Because of the huge number of emails sent daily – by some estimates, 3.7 billion people send around 269 billion emails every single day – this type of online communication is vulnerable to phishing attacks. Recent research indicates 30 percent of targeted attempts are made via phishing emails, and that 15 percent of victims are repeat targets.
Phishing is nothing new, despite emerging iterations with new names like spear-phishing (which targets members of a specific organization to gain access to proprietary information) and whaling (spear phishing that focuses on a high-ranking target within an organization).
“Attackers are constantly evolving,” said Yinglian Xie, CEO and co-founder of DataVisor, in an interview with PYMNTS.

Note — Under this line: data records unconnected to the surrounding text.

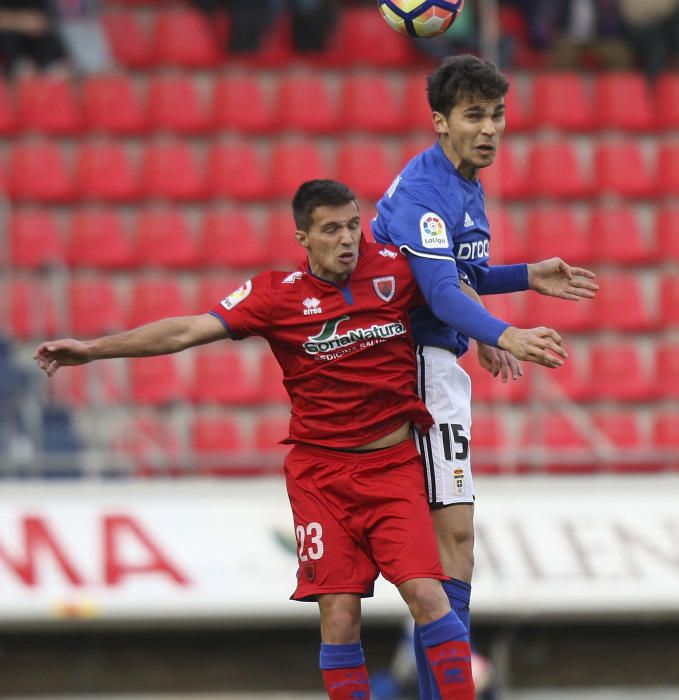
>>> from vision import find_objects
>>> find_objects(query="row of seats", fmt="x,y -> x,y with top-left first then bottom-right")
0,138 -> 679,203
7,273 -> 679,339
5,71 -> 679,136
6,203 -> 679,270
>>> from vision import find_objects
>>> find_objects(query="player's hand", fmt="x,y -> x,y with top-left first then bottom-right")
498,326 -> 568,369
33,338 -> 93,377
528,258 -> 599,301
476,342 -> 523,384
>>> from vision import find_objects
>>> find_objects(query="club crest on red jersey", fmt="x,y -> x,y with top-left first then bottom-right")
373,275 -> 396,302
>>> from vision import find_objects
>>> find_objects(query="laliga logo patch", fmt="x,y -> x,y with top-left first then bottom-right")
420,211 -> 448,248
220,280 -> 252,311
373,275 -> 396,302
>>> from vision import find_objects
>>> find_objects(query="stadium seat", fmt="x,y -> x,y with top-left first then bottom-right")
148,73 -> 212,134
339,72 -> 406,134
527,141 -> 591,199
200,207 -> 267,268
15,75 -> 83,136
653,341 -> 679,400
68,278 -> 125,338
151,8 -> 224,68
589,341 -> 655,401
654,206 -> 679,261
212,74 -> 279,134
269,140 -> 329,199
656,143 -> 679,197
481,144 -> 532,200
141,141 -> 208,202
127,355 -> 185,406
593,72 -> 656,133
275,73 -> 338,134
532,72 -> 596,132
82,75 -> 149,136
655,72 -> 679,129
336,140 -> 394,200
134,206 -> 202,269
593,141 -> 656,199
189,345 -> 259,406
206,140 -> 271,201
127,278 -> 187,327
102,11 -> 156,68
9,209 -> 64,268
66,208 -> 136,270
658,274 -> 679,328
523,205 -> 594,265
589,205 -> 656,265
592,272 -> 657,332
75,141 -> 141,202
7,142 -> 75,204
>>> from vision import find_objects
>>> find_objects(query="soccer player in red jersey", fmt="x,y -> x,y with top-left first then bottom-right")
35,180 -> 474,700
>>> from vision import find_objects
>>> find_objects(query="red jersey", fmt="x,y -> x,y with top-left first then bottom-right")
210,242 -> 432,448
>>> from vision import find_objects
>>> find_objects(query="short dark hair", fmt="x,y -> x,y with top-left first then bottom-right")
427,54 -> 509,117
292,180 -> 358,231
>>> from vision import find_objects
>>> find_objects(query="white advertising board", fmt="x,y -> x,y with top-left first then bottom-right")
0,475 -> 679,624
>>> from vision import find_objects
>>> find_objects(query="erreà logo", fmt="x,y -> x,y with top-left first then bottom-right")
302,315 -> 406,355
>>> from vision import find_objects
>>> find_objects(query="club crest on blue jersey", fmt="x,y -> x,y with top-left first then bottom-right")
420,211 -> 449,248
373,275 -> 396,302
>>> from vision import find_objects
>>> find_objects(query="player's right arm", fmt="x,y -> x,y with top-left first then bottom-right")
34,314 -> 229,377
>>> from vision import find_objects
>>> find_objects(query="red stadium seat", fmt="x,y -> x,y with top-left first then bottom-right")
270,141 -> 328,199
82,75 -> 148,135
127,278 -> 187,327
8,142 -> 75,204
594,141 -> 656,199
592,272 -> 656,332
102,11 -> 156,68
340,73 -> 406,134
524,206 -> 595,265
148,74 -> 212,134
589,341 -> 655,401
528,141 -> 591,199
533,73 -> 596,132
589,205 -> 656,265
337,141 -> 394,200
135,207 -> 202,268
655,72 -> 679,129
212,74 -> 279,134
127,355 -> 185,406
657,143 -> 679,197
16,76 -> 83,135
594,73 -> 661,133
658,274 -> 679,328
201,208 -> 267,268
152,8 -> 224,68
68,278 -> 125,337
275,73 -> 338,134
9,209 -> 64,268
655,206 -> 679,261
206,140 -> 271,201
75,141 -> 141,202
189,346 -> 260,406
141,141 -> 208,202
66,208 -> 136,270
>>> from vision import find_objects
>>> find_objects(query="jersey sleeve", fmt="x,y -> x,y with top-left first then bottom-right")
209,272 -> 272,340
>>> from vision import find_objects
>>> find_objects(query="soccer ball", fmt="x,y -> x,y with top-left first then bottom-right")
377,0 -> 464,37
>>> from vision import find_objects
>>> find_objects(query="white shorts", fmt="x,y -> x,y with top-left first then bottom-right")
415,345 -> 474,508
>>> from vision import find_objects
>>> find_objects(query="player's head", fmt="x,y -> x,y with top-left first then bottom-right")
427,55 -> 509,178
292,180 -> 361,282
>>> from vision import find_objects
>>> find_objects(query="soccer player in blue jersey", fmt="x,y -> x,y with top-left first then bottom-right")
372,55 -> 597,699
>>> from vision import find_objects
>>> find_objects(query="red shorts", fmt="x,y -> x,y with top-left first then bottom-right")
285,440 -> 447,600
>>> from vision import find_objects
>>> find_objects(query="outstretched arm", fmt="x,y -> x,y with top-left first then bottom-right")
33,314 -> 229,377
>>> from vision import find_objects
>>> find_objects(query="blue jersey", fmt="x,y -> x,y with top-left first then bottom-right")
372,143 -> 527,355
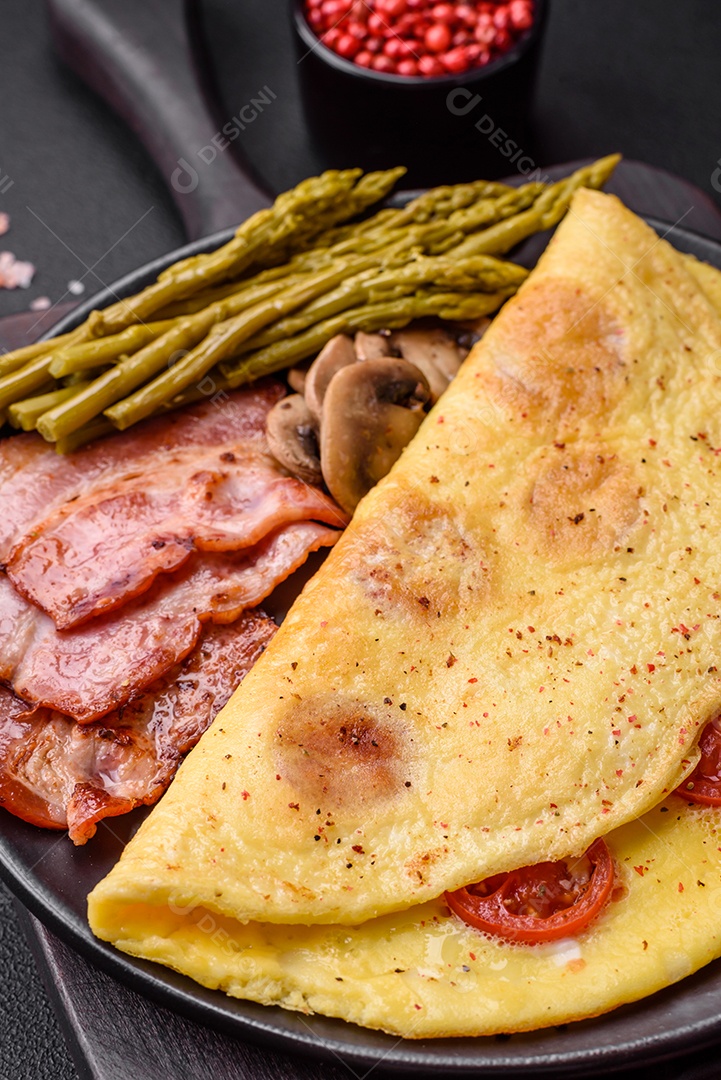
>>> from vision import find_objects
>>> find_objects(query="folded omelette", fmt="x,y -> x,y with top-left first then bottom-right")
89,191 -> 721,1037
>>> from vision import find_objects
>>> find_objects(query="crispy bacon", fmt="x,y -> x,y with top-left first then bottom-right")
0,522 -> 339,724
0,379 -> 285,563
0,611 -> 275,843
6,393 -> 345,630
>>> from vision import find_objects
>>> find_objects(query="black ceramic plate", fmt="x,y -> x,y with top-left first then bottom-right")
0,214 -> 721,1077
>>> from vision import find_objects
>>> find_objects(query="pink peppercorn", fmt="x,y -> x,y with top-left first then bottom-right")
304,0 -> 535,79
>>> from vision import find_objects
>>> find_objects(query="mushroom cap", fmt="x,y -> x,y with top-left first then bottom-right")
353,330 -> 392,360
391,326 -> 463,403
303,334 -> 358,423
321,356 -> 430,513
266,394 -> 323,484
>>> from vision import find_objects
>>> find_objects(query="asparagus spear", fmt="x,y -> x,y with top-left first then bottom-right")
106,258 -> 520,430
50,319 -> 173,379
8,383 -> 90,431
55,416 -> 115,454
220,287 -> 515,388
37,264 -> 369,442
91,168 -> 405,337
457,153 -> 621,258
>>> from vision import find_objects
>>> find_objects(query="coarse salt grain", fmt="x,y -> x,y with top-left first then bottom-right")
0,252 -> 35,288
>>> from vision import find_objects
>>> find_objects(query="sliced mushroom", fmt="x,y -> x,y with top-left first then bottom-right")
354,330 -> 392,360
266,394 -> 323,484
391,327 -> 463,402
321,356 -> 430,513
303,334 -> 358,423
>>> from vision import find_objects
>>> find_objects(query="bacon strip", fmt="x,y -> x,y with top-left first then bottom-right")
6,399 -> 345,630
0,379 -> 285,564
0,611 -> 275,843
0,522 -> 339,724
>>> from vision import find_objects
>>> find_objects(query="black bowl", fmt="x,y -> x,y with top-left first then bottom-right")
290,0 -> 547,187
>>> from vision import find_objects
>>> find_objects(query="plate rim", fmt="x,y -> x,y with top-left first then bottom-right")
0,214 -> 721,1078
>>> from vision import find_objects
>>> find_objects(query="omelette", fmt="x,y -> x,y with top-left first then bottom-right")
89,191 -> 721,1037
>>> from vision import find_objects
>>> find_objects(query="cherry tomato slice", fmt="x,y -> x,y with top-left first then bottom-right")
676,720 -> 721,807
446,839 -> 613,944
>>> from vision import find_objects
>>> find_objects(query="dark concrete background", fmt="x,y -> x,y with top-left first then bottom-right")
0,0 -> 721,1080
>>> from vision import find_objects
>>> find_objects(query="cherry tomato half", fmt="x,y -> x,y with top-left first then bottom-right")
446,839 -> 613,944
676,721 -> 721,807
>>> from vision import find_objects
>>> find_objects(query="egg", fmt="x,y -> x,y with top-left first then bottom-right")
89,190 -> 721,1035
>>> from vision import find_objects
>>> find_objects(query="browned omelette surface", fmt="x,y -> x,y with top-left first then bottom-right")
90,191 -> 721,928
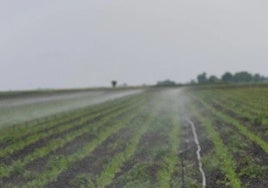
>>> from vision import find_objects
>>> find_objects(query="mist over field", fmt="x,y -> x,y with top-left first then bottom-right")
0,0 -> 268,188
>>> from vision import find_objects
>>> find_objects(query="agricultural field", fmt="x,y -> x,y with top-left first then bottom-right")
0,86 -> 268,188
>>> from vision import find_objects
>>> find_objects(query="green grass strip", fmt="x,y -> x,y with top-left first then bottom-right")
0,93 -> 142,148
157,103 -> 180,188
190,104 -> 242,188
96,102 -> 159,188
23,100 -> 147,188
195,95 -> 268,153
0,99 -> 143,177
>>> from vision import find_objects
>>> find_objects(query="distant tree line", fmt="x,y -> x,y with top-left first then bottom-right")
156,80 -> 177,87
197,71 -> 268,84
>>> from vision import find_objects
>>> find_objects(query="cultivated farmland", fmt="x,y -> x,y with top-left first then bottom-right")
0,86 -> 268,188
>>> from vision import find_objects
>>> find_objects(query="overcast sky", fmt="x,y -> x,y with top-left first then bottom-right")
0,0 -> 268,90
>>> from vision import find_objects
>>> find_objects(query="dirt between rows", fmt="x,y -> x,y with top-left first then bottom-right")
195,100 -> 268,188
0,106 -> 136,185
214,118 -> 268,188
0,97 -> 131,149
0,116 -> 101,165
209,100 -> 268,142
0,101 -> 134,165
106,118 -> 173,188
191,116 -> 228,188
45,128 -> 134,188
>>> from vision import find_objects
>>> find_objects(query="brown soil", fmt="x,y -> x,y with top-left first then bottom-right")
46,128 -> 133,188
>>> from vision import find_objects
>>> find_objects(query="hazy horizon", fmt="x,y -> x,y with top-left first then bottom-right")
0,0 -> 268,91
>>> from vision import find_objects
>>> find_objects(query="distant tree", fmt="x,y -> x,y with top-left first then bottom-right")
221,72 -> 233,82
252,74 -> 264,82
197,72 -> 208,84
111,80 -> 117,88
156,80 -> 176,86
208,75 -> 220,83
233,71 -> 252,83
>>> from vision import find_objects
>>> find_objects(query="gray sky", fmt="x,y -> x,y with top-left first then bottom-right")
0,0 -> 268,90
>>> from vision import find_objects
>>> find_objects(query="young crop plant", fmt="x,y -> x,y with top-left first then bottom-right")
96,95 -> 164,187
0,101 -> 139,179
190,104 -> 242,188
23,100 -> 149,188
157,103 -> 180,187
195,96 -> 268,153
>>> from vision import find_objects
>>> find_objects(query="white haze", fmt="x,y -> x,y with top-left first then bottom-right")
0,0 -> 268,90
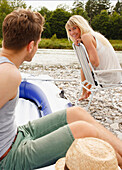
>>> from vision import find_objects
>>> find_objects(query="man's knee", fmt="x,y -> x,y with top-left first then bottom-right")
69,121 -> 98,138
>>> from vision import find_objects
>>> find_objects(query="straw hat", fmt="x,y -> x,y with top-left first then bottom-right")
55,137 -> 119,170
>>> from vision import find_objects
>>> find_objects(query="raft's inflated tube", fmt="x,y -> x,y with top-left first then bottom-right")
19,81 -> 52,116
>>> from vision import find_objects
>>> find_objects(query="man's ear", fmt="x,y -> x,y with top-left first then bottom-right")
27,41 -> 34,53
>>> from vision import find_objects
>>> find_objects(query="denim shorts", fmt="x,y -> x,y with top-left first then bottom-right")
0,110 -> 74,170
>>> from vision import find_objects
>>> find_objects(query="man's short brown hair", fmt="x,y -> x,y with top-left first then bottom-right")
2,9 -> 44,50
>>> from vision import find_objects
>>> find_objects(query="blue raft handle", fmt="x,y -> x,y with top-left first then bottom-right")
19,81 -> 52,116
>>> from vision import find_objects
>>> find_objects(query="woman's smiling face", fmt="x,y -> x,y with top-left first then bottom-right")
68,25 -> 81,40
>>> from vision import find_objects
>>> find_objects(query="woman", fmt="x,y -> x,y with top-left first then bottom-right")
65,15 -> 122,100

Amazon Prime Day, which was earlier this month, brought out waves of fraudsters trying to capitalize on the barrage of promotional emails related to the shopping event. Companies like 16Shop were selling kits to create phishing attacks. Cybercriminals could use the kit to build emails that looked legit and included a PDF with links to malicious sites designed to look like Amazon log-in pages, where users were solicited to send personal information.
The latest Digital Fraud Tracker explores why fraudsters are still relying on phishing as a major strategy even as they increase their use of new technologies and techniques.
An uptick in fraud also means a growing online fraud prevention market. Globally, it is set to increase 20 percent between 2019 and 2025.
Humans as Weak Links
According to Accenture, the average number of security breaches in 2018 grew by 11 percent, from 130 to 145.
And digital fraud is increasingly being targeted at the weakest links: humans. Ransomware attacks increased 21 percent from 2017 to 2018, and malicious insider attacks increased 18 percent during that same timeframe.
As much as companies are committed to innovation, criminals are, too. Much of the problem stems from the rush to adopt new technology. More than three-fourths (79 percent) of executives say new business models introduce technology vulnerabilities faster than they can be secured.
Removing Humans from the Equation
While humans are vulnerable to attacks, they are also increasingly taking a backseat in fraud detection. Many are putting their faith in automation to reduce the impact of fraud and mitigate human risk.
Developers can use AI to perform advanced data analytics on millions of user accounts simultaneously and to detect suspicious connections between malicious accounts.
“Combining supervised and unsupervised machine learning approaches with big data architecture and global intelligence enables holistic data analysis and contextual detection at both account and transaction levels. [The right solutions] can surface correlated patterns, identify anomalistic behavior, expose coordinated fraudulent activity and determine whether an application is legitimate by taking a holistic view,” said Fang Yu, co-founder and chief technology officer at DataVisor.
Using automation, advanced analytics and security intelligence can also manage the rising cost of discovering attacks.
According to Accenture, security and threat intelligence has the largest financial impact on an organization, resulting in a net technology savings of 67 percent. This is the area where organizations spend the most as well ($2.26 million).
Automation, AI and machine learning may be costly, but they get results. Businesses spent $2.09 million on these implementations in 2018, and consequently gained 38 percent in net technology savings.
BNY Mellon has been investing in AI and data analytics to better identify legitimate fraudulent transactions and effectively fight cybercrime. But with fraudsters changing techniques quickly, organizations need to be one step ahead at all times.
“It’s likely that fraudsters will become more sophisticated at the same rate that banks implement smarter fraud detection methods. The AI solutions being used for data analytics must always be at the top of their games to keep cybercriminals at bay,” said Joseph Sieczkowski, head of technology architecture and data at BNY Mellon.
“[We] do testing constantly to retrain our models to be able to pick up on different types of fraudulent activities,” he noted.